In einem für unsere Rubrik äußerst interessanten Artikel der Online-Ausgabe von Welt.de aus dem Oktober 2014 erschien ein Beitrag, welchen wir unseren Blog-Lesern natürlich nicht vorenthalten wollen bzw. können. Thema: Was ist sparsamer als sparsam, wenn es um Lichttechnik und die Ausbeute von Einsparungen – sprich Lichteffizienz geht – ?

 

Die Antwort: Die LED-Lampe

Gerade ist es deutschen Wissenschaftlern gelungen, LED-Lampen in ihrer Leistungseffizienz stark zu erweitern. Dabei wendeten sie etwas Besonderes an:

Sie ersetzten einfach sogenannte „Silizium-Transistoren“ durch „Galliumnitrid-Transistoren“. Denn nicht nur nach Einschätzung vieler Experten gehört die Zukunft den Leuchtdioden (LED) und nicht mehr den Energiesparlampen. Denn der Energieverbrauch der LED
ist im positiven Sinne angesichts des Verbrauchs nahezu unschlagbar. Somit sind die LED-Birnen beispielsweise inzwischen immer mehr angesagt. Bei gleicher Lichteffizienz verbrauchen sie im Vergleich zu den herkömmlichen alten Glühbirnen gegenüber den Energiesparlampen (ESL) wesentlich weniger an Stromenergie.

Philips_Lampen

Dass das ganze Thema der LED sogar  inzwischen in eine global anerkannte und ausgezeichnete Thematik übergegangen ist, ist drei japanischen Forschern zu verdanken, die die sogenannte „blaue Leuchtdiode“ erfunden haben und hierfür in diesem Jahr 2014 den Nobelpreis für Wissenschaft und Forschung in Stockholm/Schweden erhalten haben. Sie bauten Leuchtdioden mit blauem Licht, die eine Voraussetzung für den Bau von Weißlicht spendenden LED-Lampen ist.

Wie leistungsstark  eine LED-Leuchte aber in Wirklichkeit ist, lässt sich in der Regel an ihrem sogenannten  Sockel ablesen. Denn hierin befindet sich eine spezielle Elektronik, die aus der Netzspannung eine für die Leuchtdiode taugliche deutlich niedrigere Gleichspannung macht.

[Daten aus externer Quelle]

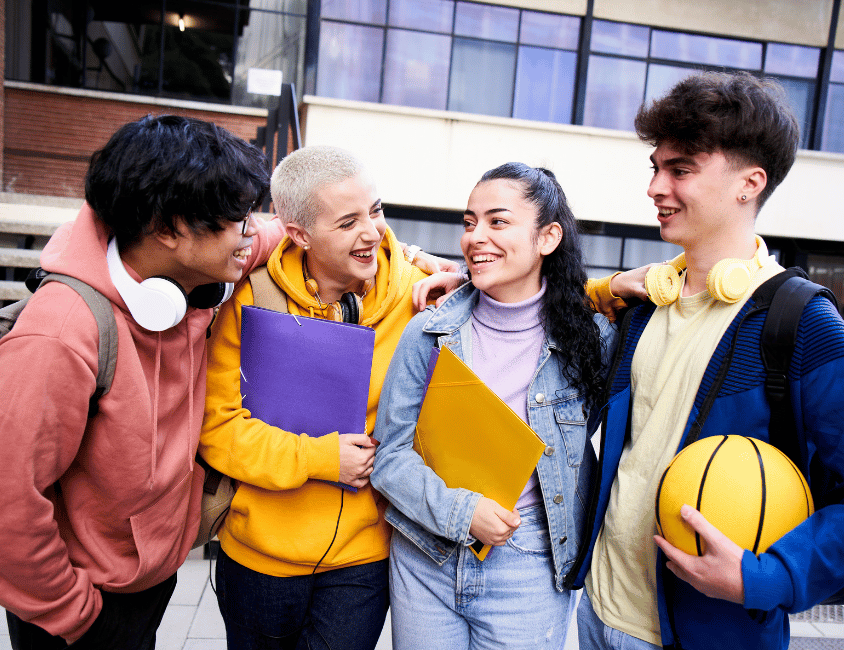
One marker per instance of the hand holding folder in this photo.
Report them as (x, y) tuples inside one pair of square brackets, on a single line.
[(470, 438), (305, 375)]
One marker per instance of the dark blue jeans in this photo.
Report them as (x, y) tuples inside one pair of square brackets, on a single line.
[(342, 609), (127, 621)]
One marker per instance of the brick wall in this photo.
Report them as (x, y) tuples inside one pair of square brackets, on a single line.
[(50, 136)]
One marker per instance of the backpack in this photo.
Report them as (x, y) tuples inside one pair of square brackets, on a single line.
[(99, 305), (785, 296)]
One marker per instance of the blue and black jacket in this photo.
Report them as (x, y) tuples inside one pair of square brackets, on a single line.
[(806, 566)]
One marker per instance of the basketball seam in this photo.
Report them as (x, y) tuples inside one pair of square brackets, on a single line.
[(764, 496), (700, 488), (658, 494)]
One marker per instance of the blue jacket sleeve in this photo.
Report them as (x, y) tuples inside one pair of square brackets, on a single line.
[(806, 566), (399, 473)]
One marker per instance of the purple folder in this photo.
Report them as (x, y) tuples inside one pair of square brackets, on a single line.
[(305, 375)]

Meist ist das ein besonderes Schaltnetzteil mit Kondensatoren,  Spulen  und Transistoren sowie Widerständen, welches nicht nur für eine glatte wie reduzierte Gleichspannung, sondern auch für den so wichtigen gleichbleibenden Strom sorgt.

Die Lichtausbeute der LED  ist hier vordergründig proportional zur angezeigten Stromstärke anzusehen. Spannungs- und Stromspitzen würden hingegen diametral die Lebenslänge der LED verringern oder sie im schlimmsten Falle sogar vernichten.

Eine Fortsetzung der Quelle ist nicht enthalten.